The following PCR reactions have been performed

  • P5
  • P6
  • P8
  • P9

Oligo design for Wanner deletion

We were for now on not able to perform the deletion of DapA through transduction. So we will try the deletion through the Wanner method. We will also attempt the deletion of FtsZ.
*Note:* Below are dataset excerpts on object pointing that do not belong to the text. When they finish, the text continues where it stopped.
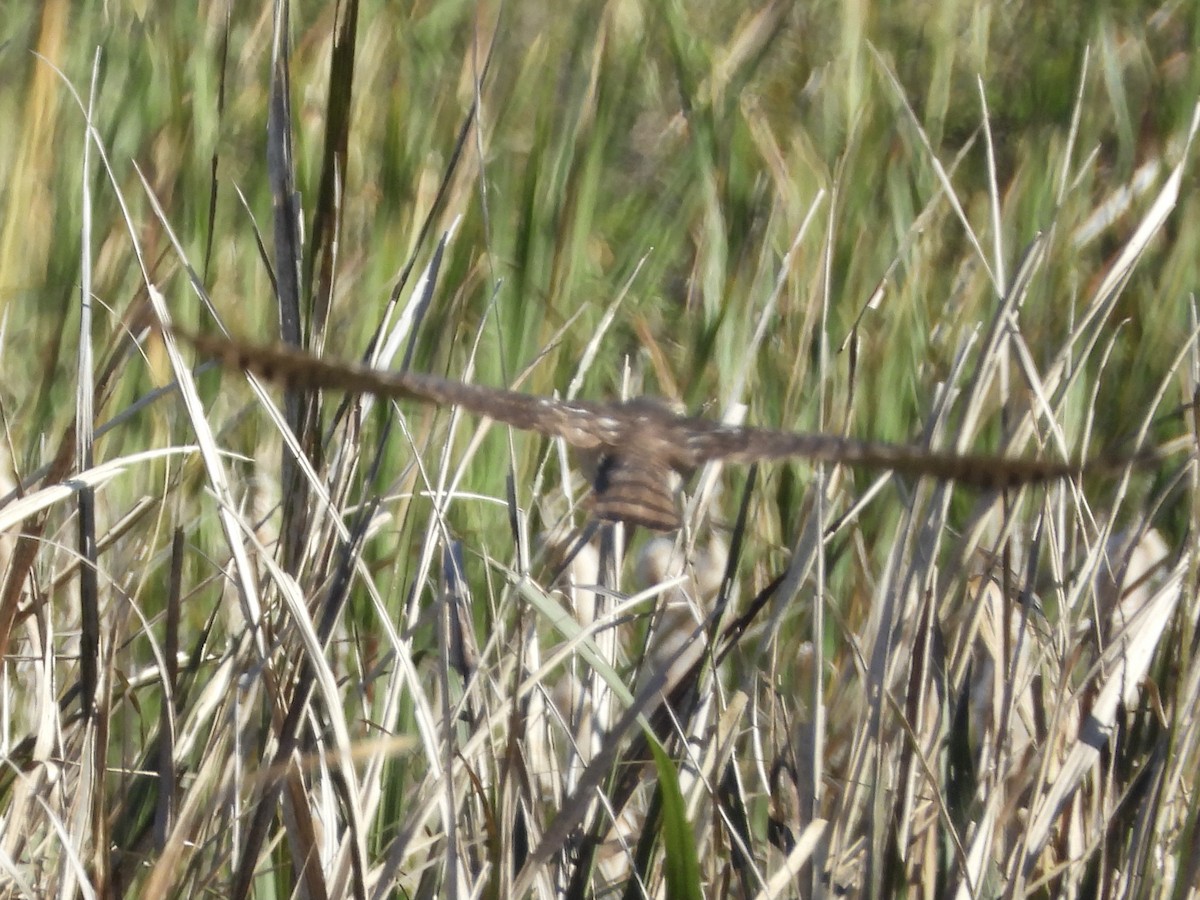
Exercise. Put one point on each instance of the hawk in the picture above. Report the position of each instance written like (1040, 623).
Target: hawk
(639, 442)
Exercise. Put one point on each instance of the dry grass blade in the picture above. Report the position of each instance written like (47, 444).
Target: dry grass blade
(640, 438)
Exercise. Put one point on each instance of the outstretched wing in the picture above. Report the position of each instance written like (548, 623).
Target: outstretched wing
(699, 441)
(588, 426)
(640, 441)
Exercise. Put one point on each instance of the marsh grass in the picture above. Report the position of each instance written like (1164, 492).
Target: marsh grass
(271, 645)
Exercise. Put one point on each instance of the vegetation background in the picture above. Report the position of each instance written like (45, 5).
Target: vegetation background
(971, 223)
We will use the protocol of the keio collection: [http://ecoli.naist.jp/gb6/Resources/deletion/Del_construct.html]

  • 20nt of upstream region of kan gene,

5'-ATTCCGGGGATCCGTCGACC-3' (P1)

  • 20nt of kan downstream sequence,

5'-TGTAGGCTGGAGCTGCTTCG-3' (P2)

DapA deletion

  • 50nt DapA upstream region

5'-CATACCAAACGTACCATTGAGACACTTGTTTGCACAGAGGATGGCCCATG-3' (P3)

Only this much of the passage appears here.